Au milieu, Marie se tient sur un piédestal, avec Jésus sur les genoux. Ce dernier passe la bague au doigt de sainte Catherine. Autour du trône de Marie et sur les marches, Rubens a représenté de nombreux saints. En haut, à la hauteur de Marie, Pierre avec la clé, Paul avec l'épée, Joseph et Jean-Baptiste, accompagnés de deux angelots et d'un agneau. Au bas des marches, Rubens a peint les dix saints importants de l'ordre des Augustins. Le saint patron Augustin tient un cœur enflammé et fixe le spectateur d'un œil pénétrant. Près de lui, deux saints spirituels qui, comme lui, défendent l'église par la parole, tandis que les saints soldats à gauche le font par les actes. Derrière eux se tient un groupe de quatre saintes.

La Déploration du Christ

Huile sur bois
55 x 73 cm
Numéro d'inventaire 319

Le corps du Christ gît nu sur un linceul, posé sur de la paille. Ses épaules reposent contre sa mère et sa tête sur sa poitrine. D'un geste résigné, Marie ferme les yeux de son fils. Derrière elle se tient Jean, près d'elle, Marie-Madeleine s'arrache les cheveux. À droite, trois femmes sont agenouillées. La première sanglote dans un mouchoir, la deuxième s'incline pour cacher ses pleurs, la dernière regarde le ciel avec désespoir, comme pour prendre Dieu à témoin de toute cette souffrance.
Les attributs peints par Rubens renvoient à ce qui vient de se passer. Les clous, la pince et le marteau réfèrent à la crucifixion et à la descente de croix. Le balai et la lanterne ont servi à nettoyer la grotte, la bassine et l'éponge ainsi que le seau et la serviette à laver Jésus. Enfin, la fiole de parfum de Marie-Madeleine et le coffre d'huiles aromatiques de Nicodème renvoient à l'onction.

Le Christ en croix

Anthony van Dyck
Huile sur bois
104 x 72 cm
Numéro d'inventaire 406

Ce tableau montre le Christ dans toute la solitude de ses souffrances. Son regard tourmenté se dirige vers les cieux. Il lance ses derniers mots : "Mon Dieu, mon Dieu, pourquoi m'as-Tu abandonné?" (Mc. 15,34).
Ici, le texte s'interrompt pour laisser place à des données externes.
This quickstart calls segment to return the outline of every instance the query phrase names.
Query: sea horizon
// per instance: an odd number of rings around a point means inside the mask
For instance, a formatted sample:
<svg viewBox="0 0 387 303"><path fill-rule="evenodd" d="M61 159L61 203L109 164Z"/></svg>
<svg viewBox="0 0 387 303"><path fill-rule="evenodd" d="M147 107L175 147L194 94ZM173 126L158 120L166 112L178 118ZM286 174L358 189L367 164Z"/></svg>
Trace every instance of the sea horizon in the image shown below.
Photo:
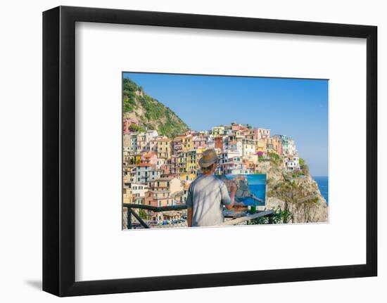
<svg viewBox="0 0 387 303"><path fill-rule="evenodd" d="M329 183L328 183L328 176L312 176L313 179L317 183L319 189L320 190L321 194L325 198L326 204L329 205L329 202L328 200L329 197Z"/></svg>

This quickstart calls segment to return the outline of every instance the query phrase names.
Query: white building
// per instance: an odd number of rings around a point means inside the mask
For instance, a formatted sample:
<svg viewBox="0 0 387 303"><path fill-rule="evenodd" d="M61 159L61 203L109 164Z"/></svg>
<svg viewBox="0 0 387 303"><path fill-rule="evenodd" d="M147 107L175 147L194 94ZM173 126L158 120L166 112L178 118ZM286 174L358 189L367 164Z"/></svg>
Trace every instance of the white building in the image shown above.
<svg viewBox="0 0 387 303"><path fill-rule="evenodd" d="M255 153L255 145L250 142L243 143L242 152L243 156L254 155Z"/></svg>
<svg viewBox="0 0 387 303"><path fill-rule="evenodd" d="M289 155L297 155L297 148L296 148L296 143L294 140L289 138L288 143L288 152Z"/></svg>
<svg viewBox="0 0 387 303"><path fill-rule="evenodd" d="M136 204L142 204L145 198L145 192L148 191L148 187L144 184L132 183L130 184L132 193L134 197L134 202Z"/></svg>
<svg viewBox="0 0 387 303"><path fill-rule="evenodd" d="M288 171L300 169L300 159L296 156L284 157L284 168Z"/></svg>

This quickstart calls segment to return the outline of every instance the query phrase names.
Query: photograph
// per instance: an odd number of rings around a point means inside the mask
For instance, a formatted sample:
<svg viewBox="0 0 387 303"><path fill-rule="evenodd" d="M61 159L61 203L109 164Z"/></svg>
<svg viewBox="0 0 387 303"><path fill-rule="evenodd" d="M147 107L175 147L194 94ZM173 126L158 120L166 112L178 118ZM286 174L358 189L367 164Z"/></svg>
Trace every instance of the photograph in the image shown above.
<svg viewBox="0 0 387 303"><path fill-rule="evenodd" d="M123 72L122 229L329 223L329 80Z"/></svg>

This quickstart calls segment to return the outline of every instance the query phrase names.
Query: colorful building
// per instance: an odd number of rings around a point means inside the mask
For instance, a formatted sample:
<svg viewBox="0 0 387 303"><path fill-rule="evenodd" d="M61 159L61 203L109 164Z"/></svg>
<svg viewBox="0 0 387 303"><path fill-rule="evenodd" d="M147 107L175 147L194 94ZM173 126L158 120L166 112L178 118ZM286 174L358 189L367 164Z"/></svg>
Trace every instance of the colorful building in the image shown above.
<svg viewBox="0 0 387 303"><path fill-rule="evenodd" d="M157 153L158 157L170 159L172 155L172 140L164 137L157 139Z"/></svg>

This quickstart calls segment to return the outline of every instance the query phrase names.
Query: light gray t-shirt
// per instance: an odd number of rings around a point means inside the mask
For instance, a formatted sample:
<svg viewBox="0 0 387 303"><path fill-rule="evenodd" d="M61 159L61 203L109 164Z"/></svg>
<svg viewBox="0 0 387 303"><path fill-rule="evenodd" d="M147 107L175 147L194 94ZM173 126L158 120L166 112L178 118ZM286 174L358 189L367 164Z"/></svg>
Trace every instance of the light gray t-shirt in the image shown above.
<svg viewBox="0 0 387 303"><path fill-rule="evenodd" d="M224 182L203 175L189 186L187 207L192 207L192 226L213 226L223 222L223 205L231 204Z"/></svg>

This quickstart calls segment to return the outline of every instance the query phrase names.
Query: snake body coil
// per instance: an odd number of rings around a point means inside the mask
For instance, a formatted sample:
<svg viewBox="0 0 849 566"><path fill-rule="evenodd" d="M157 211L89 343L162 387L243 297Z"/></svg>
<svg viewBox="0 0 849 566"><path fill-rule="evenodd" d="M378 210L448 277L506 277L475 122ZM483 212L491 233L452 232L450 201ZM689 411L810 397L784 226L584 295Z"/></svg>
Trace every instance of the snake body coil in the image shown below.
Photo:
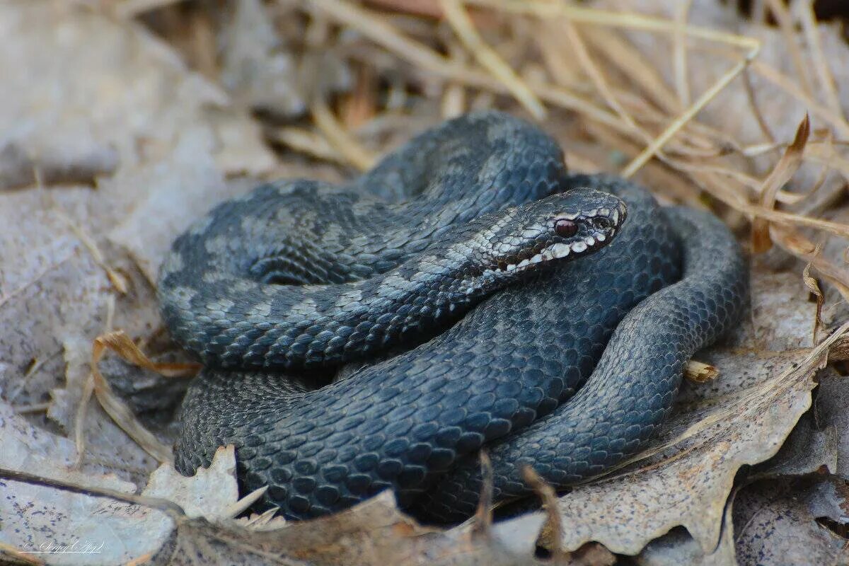
<svg viewBox="0 0 849 566"><path fill-rule="evenodd" d="M206 365L183 401L177 469L233 443L241 487L268 485L263 504L294 518L387 488L467 516L485 444L497 498L526 492L526 463L566 485L651 438L687 359L737 320L745 282L712 216L566 174L521 120L463 116L346 188L266 185L177 239L163 314ZM390 349L405 351L374 361Z"/></svg>

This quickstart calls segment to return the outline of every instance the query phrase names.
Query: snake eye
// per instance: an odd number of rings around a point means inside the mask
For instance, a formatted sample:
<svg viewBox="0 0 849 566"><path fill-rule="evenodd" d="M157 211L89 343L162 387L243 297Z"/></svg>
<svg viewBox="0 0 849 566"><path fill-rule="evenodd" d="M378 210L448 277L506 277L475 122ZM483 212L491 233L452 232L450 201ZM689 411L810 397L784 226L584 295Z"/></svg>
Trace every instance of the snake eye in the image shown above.
<svg viewBox="0 0 849 566"><path fill-rule="evenodd" d="M604 216L593 218L593 226L599 230L608 230L610 227L610 219Z"/></svg>
<svg viewBox="0 0 849 566"><path fill-rule="evenodd" d="M554 232L561 238L571 238L577 233L578 225L571 220L560 218L554 222Z"/></svg>

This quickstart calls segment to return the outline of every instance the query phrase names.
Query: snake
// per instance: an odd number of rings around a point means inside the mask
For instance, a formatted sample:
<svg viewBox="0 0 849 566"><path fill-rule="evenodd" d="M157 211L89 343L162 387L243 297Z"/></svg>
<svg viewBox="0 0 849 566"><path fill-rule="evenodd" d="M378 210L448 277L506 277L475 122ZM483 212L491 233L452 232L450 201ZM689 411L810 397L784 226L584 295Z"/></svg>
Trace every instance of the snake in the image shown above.
<svg viewBox="0 0 849 566"><path fill-rule="evenodd" d="M175 467L233 445L255 508L306 519L385 490L435 522L644 449L689 359L739 320L748 276L713 214L568 171L489 110L413 137L344 185L268 182L179 236L158 296L204 368Z"/></svg>

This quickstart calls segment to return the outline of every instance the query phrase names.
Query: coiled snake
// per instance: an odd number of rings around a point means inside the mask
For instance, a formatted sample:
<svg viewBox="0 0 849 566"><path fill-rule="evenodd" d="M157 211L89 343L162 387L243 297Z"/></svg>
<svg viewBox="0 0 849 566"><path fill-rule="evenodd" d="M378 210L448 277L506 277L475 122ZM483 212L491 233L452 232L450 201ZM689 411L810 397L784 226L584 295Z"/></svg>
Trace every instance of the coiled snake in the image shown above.
<svg viewBox="0 0 849 566"><path fill-rule="evenodd" d="M460 519L484 446L497 501L528 493L526 464L565 486L646 445L746 281L711 215L568 174L516 118L461 116L346 187L262 185L177 238L162 312L205 368L177 467L233 443L240 487L292 518L391 488Z"/></svg>

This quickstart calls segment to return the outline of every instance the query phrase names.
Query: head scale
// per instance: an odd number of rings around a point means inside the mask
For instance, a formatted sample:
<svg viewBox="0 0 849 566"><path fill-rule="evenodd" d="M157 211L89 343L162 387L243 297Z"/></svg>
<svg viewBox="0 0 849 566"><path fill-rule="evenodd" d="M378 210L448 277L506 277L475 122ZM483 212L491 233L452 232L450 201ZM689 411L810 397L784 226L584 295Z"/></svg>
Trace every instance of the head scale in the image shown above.
<svg viewBox="0 0 849 566"><path fill-rule="evenodd" d="M625 221L620 199L575 189L493 216L481 239L482 273L500 278L574 260L610 243Z"/></svg>

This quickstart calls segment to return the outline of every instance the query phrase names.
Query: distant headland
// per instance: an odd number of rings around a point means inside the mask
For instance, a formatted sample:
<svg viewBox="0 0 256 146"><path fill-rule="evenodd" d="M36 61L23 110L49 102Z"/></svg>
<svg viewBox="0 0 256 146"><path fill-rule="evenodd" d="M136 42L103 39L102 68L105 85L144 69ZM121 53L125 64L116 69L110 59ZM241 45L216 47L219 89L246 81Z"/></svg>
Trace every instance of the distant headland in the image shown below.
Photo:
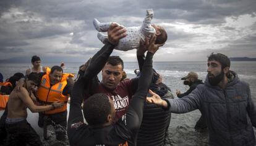
<svg viewBox="0 0 256 146"><path fill-rule="evenodd" d="M256 61L256 58L244 57L230 57L231 61Z"/></svg>

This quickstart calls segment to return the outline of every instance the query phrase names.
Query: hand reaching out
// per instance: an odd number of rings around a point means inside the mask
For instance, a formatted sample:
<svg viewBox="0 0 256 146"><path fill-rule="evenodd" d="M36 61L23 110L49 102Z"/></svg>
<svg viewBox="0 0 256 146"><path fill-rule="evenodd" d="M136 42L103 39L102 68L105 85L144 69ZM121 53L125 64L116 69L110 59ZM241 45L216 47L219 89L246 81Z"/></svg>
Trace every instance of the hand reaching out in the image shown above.
<svg viewBox="0 0 256 146"><path fill-rule="evenodd" d="M151 90L149 90L148 92L152 95L151 97L147 97L146 102L148 103L154 103L157 105L167 108L167 102L161 99L161 97L157 94L153 92Z"/></svg>

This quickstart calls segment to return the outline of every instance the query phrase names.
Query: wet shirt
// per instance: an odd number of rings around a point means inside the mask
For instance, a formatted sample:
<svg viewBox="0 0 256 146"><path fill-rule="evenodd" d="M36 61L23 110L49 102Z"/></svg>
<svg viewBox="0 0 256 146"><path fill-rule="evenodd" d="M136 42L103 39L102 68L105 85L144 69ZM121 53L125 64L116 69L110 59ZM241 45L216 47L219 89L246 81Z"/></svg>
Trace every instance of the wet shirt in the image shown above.
<svg viewBox="0 0 256 146"><path fill-rule="evenodd" d="M119 119L114 124L105 127L93 128L83 123L81 103L84 89L88 87L88 82L87 79L83 80L82 78L77 80L74 86L71 95L67 124L70 145L136 145L137 135L142 121L145 98L148 91L152 75L153 54L150 52L148 54L143 71L139 81L138 89L129 104L126 114L124 115L126 118ZM86 73L85 75L87 75ZM85 76L85 78L90 78L90 75L88 76Z"/></svg>

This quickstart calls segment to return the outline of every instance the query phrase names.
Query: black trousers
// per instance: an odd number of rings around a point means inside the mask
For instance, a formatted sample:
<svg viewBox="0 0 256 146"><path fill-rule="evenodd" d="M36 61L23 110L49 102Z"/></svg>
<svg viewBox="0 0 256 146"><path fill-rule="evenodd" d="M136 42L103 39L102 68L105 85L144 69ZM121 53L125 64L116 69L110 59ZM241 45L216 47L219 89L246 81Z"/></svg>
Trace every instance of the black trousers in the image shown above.
<svg viewBox="0 0 256 146"><path fill-rule="evenodd" d="M20 142L29 145L42 145L38 134L27 120L14 124L6 123L6 129L7 132L6 145L21 145Z"/></svg>
<svg viewBox="0 0 256 146"><path fill-rule="evenodd" d="M44 122L47 125L53 125L57 140L65 141L67 135L67 110L54 114L39 113L38 126L43 128Z"/></svg>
À l'arrière-plan, le paysage aride et les cieux orageux rehaussent la dramatique de l'ensemble. En haut à gauche Anthony van Dyck montre un soleil voilé. Le Christ est en effet mort dans l'obscurité d'une éclipse.
Ici, van Dyck a ignoré tout le contexte habituel de la crucifixion. Toute référence au Golgotha, la colline sur laquelle a eu lieu la crucifixion fait défaut. Marie, Jean l'Évangéliste, Dismas et Gestas - le bon et le mauvais larron - ne sont pas présents. En conséquence, le croyant peut focaliser son attention sur l'essence de cette représentation: l'agonie du Messie.

La descente de croix

Huile sur toile
125 x 92 cm
Numéro d'inventaire 315

Les disciples du Christ descendent le cadavre de la croix et l'entourent d'un linceul. En bas, Jean l'Évangéliste, dans un vêtement rouge vif, chancelle sous le poids du corps. À gauche, Marie essaie de toucher son fils. Marie de Cléophas, agenouillée, lève les yeux sur le Christ, Marie-Madeleine tient la jambe du cadavre.
Ce tableau est une version plus petite du volet central du retable de la guilde des arbalétriers dans la cathédrale d'Anvers. Les deux versions ne diffèrent que par quelques détails. Cette œuvre pendait à l'origine dans l'ancienne église anversoise des Récollets. Lorsque les occupants français fermèrent les églises et les cloîtres en 1794, le tableau prit la route de Paris. Elle rejoignit plus tard la collection du KMSKA.